それは、本当に、たった一瞬の出来事だった。アルブレヒトの懐に、なにかもふもふしたものが飛び込んだ。アルブレヒトの心臓の上、ちょうどナイフの切っ先へ、彼女が──彼女が!

 ぱっと散った血は、まさしく深紅の花びらのようだった。美しくて、残酷なそれ。この光景を、ヴィルヘルムは一生忘れない。彼女の命が散っていく、この瞬間を、ヴィルヘルムは絶対に忘れてはならなかった。

「殿下!」

 父公爵が声を張り上げる。次いで、近衛騎士たちが男を取り押さえた。
 はっと我に返ったヴィルヘルムが、シャロへ視線を向ける──その先にあったのは、絶望以外の何ものでもなかった。

「シャロ……シャロ……いやだ……シャロ……!」

 半狂乱で叫ぶアルブレヒトは、赤い、赤い、この世で一番残酷なものにまみれた宝物を抱きしめている。

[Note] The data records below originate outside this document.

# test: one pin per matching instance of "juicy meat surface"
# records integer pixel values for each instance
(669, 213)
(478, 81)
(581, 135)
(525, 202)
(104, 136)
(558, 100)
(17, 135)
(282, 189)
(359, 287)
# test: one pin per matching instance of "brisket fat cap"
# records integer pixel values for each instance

 愛らしかった毛並みは、彼女の中にあらなければならないものに濡れて、いつもきらきらとアルブレヒトを見上げていた緑の目は無機質な何かにかわっていた。
 これが、ヴィルヘルムの記憶。今も褪せない、褪せてはならない記憶。

 アルブレヒトは、ヴィルヘルムを責めなかった。
 もはやアルブレヒトは、うつろな目で心臓を動かすだけのなにかになっていた。
 それがきっと、ヴィルヘルムへの罰だった。ヴィルヘルムは、大切なものを同時にふたつ失ったのだ。

 それがかけがえのないものだと、知っていたのに。